Sir William Douglas, 1st of Drumlanrig (c. 1378 – c. 1421) was the illegitimate son of James Douglas, 2nd Earl of Douglas.

Arms of the House Douglas of Drumlanrig

== Early life ==
He was granted the Barony of Drumlanrig by his father in the 1380s. By the age of about 20 he had been knighted, and in October 1405 he was granted safe conduct by Henry IV of England to attend a tournament in London.

He spent the next few years 'constantly passing to England, either as a commissioner for truce, as a hostage, or on diplomatic business'. Possibly in recognition of his role as hostage on his behalf, he was granted the Barony of Hawick by his cousin Archibald, 4th Earl of Douglas, in 1407. In 1412 he was back in Henry IV's Court to negotiate the release of James I of Scotland, who had been captured by the English when a boy 10 years earlier.

== Career in France and death ==
The Douglas family had built its reputation on border warfare with the English, but this conflict had declined from the 1380s. Instead, the war between France and England on the continent offered opportunities for military glory. At the invitation of the French Dauphin Charles, Drumlanrig brought a company of 450 men to France in the fight alongside the French forces against the English.

In 1420 he led a Scots force to defeat at Fresnay, where he lost his banner to the English forces. He was present during the victory against the English at the Battle of Baugé in 1421, but he probably died that same year whilst in France. (The later date of 1427, often presented as his year of death on genealogy websites, was instead the year his son was 'retoured' to his father, that is confirmed as his heir, when it was noted his father had died six years earlier).

== Marriage and issue ==
He had one son, William Douglas, 2nd of Drumlanrig, and a daughter, Marion Douglas (born c.1402), who married Robert de Chisholm.

There are various versions about who William Douglas married. Whilst most sources suggest he married Elizabeth Stewart of Durisdeer, other sources suggest he subsequently married Jean Murray (c1402) and after her death, Jacoba Douglas (c1410).

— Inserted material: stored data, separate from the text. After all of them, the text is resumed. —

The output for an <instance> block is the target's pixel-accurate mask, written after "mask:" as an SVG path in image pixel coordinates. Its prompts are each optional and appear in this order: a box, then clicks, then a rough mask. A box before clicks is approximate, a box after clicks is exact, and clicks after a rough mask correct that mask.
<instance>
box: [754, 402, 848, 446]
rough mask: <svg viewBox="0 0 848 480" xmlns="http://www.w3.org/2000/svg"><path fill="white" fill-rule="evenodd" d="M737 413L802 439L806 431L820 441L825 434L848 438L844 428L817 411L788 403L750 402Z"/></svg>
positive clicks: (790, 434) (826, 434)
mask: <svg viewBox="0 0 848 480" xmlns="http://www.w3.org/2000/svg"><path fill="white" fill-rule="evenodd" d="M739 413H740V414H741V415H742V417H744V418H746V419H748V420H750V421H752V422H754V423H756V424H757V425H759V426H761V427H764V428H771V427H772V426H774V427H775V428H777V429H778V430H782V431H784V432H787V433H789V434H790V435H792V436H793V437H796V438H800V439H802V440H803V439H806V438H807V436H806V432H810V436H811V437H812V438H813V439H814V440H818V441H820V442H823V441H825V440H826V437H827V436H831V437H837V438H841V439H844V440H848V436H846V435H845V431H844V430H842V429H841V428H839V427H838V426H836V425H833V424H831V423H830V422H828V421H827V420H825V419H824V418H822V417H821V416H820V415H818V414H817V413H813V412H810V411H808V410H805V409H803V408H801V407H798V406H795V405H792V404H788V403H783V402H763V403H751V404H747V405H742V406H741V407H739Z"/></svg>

Percy Adams, writing in 1921, omits any reference to Elizabeth and names only the two other women as his wives. He posits Jean Murray as the mother of his heir, William, 2nd Lord Drumlanrig.

== In fiction ==
Sir William Douglas of Drumlanrig has a small role to play in the historical novel 'Lion Let Loose' (1967) by Nigel Tranter. His role to negotiate the release of the captured James I of Scotland is noted, whilst he eventually speaks to the King when fighting on opposing sides in France in 1420. The novelist describes him as a 'big, forceful red-headed bull of a man' who has this to say to the semi-captive King James:

Think you we were ever fighting for France? ... We fight for Scotland only. We'd liefer fight the English here, in France, than on our own Scots soil! That's the whole of it.